7. Civility is a very big deal these days and may seem minor, but I believe it is at the core of our problems. The Republican extremists have been allowed to run rampant over the House of Representatives and no amount of control by McCarthy’s speakership seems possible any more. The lack of civility and norms shown during the State of the Union Address was unprecedented. The allowance of people of known ill-repute like George Santos to keep their seats in Congress and forgoing censure by Republicans just makes our country weaker both in character and especially in the eyes of our allies. In your theme of the importance of consequences, I suggest that the consequences of pursuing untruths for political gain should be at the top of things that we collectively fight to end.
8. Biden has strengthened and reestablished our global leadership role. Trump worked incessantly to destroy it. Biden has brought us closer to our most important allies and kept our enemies (China, Russia, Iran, North Korea) at bay. Trump embraced all of those enemies and shunned our historic and important allies.

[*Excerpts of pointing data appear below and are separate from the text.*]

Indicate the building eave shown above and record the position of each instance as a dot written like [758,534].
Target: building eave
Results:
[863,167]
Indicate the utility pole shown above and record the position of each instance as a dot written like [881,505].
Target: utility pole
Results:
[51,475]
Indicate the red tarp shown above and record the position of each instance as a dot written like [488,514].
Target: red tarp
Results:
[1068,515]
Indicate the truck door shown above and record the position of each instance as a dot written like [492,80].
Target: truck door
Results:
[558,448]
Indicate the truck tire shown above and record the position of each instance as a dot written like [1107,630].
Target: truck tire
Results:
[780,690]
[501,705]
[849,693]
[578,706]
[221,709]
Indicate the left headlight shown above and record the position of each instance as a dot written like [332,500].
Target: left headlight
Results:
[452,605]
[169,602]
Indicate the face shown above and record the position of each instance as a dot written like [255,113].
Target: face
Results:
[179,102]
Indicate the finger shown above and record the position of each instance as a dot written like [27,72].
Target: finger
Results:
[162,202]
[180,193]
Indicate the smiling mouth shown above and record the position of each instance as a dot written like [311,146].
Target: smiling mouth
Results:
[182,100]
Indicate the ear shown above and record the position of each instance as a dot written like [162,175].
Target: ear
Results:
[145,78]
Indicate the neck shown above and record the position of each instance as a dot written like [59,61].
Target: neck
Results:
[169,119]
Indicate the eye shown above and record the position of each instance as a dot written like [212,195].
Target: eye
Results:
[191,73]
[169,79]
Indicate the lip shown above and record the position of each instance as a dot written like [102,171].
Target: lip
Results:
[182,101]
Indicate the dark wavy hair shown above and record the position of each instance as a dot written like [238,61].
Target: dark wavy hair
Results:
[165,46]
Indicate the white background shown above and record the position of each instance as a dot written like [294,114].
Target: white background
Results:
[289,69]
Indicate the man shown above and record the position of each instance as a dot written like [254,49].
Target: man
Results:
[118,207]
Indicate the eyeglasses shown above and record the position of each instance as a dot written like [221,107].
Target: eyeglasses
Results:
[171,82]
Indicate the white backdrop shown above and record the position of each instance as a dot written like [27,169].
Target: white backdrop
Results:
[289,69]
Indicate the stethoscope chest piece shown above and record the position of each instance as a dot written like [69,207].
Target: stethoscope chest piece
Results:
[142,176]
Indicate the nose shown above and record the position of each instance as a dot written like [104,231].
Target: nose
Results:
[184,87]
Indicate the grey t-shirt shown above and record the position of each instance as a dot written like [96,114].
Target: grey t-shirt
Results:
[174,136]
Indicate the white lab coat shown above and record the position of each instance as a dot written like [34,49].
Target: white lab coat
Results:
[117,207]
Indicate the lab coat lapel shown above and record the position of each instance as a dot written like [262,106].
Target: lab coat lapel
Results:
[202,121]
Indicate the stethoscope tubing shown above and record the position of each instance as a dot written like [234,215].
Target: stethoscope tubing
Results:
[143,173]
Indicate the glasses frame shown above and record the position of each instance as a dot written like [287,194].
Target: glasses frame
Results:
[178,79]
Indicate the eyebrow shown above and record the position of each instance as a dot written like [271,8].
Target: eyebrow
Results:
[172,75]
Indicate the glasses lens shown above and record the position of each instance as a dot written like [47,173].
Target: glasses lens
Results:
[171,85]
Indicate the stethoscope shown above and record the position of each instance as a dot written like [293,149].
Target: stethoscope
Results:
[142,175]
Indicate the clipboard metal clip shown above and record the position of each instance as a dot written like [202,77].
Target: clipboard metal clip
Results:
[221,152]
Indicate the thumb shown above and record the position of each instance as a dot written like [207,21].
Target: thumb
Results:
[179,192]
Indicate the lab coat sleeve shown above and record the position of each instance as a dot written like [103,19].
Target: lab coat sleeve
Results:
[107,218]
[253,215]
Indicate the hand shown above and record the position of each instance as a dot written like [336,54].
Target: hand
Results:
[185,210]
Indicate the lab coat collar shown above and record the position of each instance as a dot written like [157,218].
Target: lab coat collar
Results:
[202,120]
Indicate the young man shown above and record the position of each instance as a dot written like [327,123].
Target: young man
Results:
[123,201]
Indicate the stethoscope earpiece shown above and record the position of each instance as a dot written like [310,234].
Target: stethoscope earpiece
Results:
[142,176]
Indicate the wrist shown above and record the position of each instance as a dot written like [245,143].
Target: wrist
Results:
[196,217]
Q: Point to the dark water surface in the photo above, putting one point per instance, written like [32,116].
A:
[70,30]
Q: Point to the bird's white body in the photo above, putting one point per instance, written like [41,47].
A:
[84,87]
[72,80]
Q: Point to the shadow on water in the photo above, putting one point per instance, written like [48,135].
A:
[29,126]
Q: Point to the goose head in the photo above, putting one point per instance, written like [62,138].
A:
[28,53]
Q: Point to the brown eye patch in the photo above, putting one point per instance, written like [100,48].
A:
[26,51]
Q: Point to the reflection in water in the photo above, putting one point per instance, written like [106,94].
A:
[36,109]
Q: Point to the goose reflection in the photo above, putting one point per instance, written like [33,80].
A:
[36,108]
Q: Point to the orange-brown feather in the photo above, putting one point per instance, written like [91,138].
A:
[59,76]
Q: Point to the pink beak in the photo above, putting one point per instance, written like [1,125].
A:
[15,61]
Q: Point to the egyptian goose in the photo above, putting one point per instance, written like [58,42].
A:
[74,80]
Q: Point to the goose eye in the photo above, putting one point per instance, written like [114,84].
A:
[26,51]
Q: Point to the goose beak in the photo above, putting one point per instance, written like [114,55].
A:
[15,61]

9. You seem to want us to collectively ignore the parts and peoples of the world that would qualify as the have nots. You say we are “giv(ing) everything to everyone with no consequences”. I say that we have an obligation as humans to care for one another and that may be the most important legacy we can leave our grandchildren because it will create a more stable and truly better world with less hate and more acceptance. It is worth twice the price to keep our world from the brink of anarchy by giving everybody something to lose by having a true stake in the system. It requires a longer-term and more expansive view of the world, which is the only rational approach to planning.
10. I agree that we, as a world, are in a mess, but that it is a mess of our own making. The biggest mess may be to our environment and that will affect our grandchildren more than anything else. Whether we caused it or its part of the natural cycle is irrelevant. What matters is how we fix it. You want to continue a proven harmful path of hydrocarbon overuse. I want to see us bend over backwards, even to some immediate cost to us economically, to find a less invasive way to generate energy for our needs without destroying the environment as quickly as we seem to be doing today.
Dear Roger, I doubt that this will cause an epiphany in you and that you will suddenly recant all of your views. What I do hope is that one or two of these points might resonate with you and make you think twice before knee-jerking to the latest republican or Fox News trope.
Rich, this may be your best “Lone Ranger” yet. Thoughtful and well composed. I cannot imagine how your motorcycle buddy can refute many of your points. He should come over from “the dark side” and embrace rationality, good logic and compassion. Well done.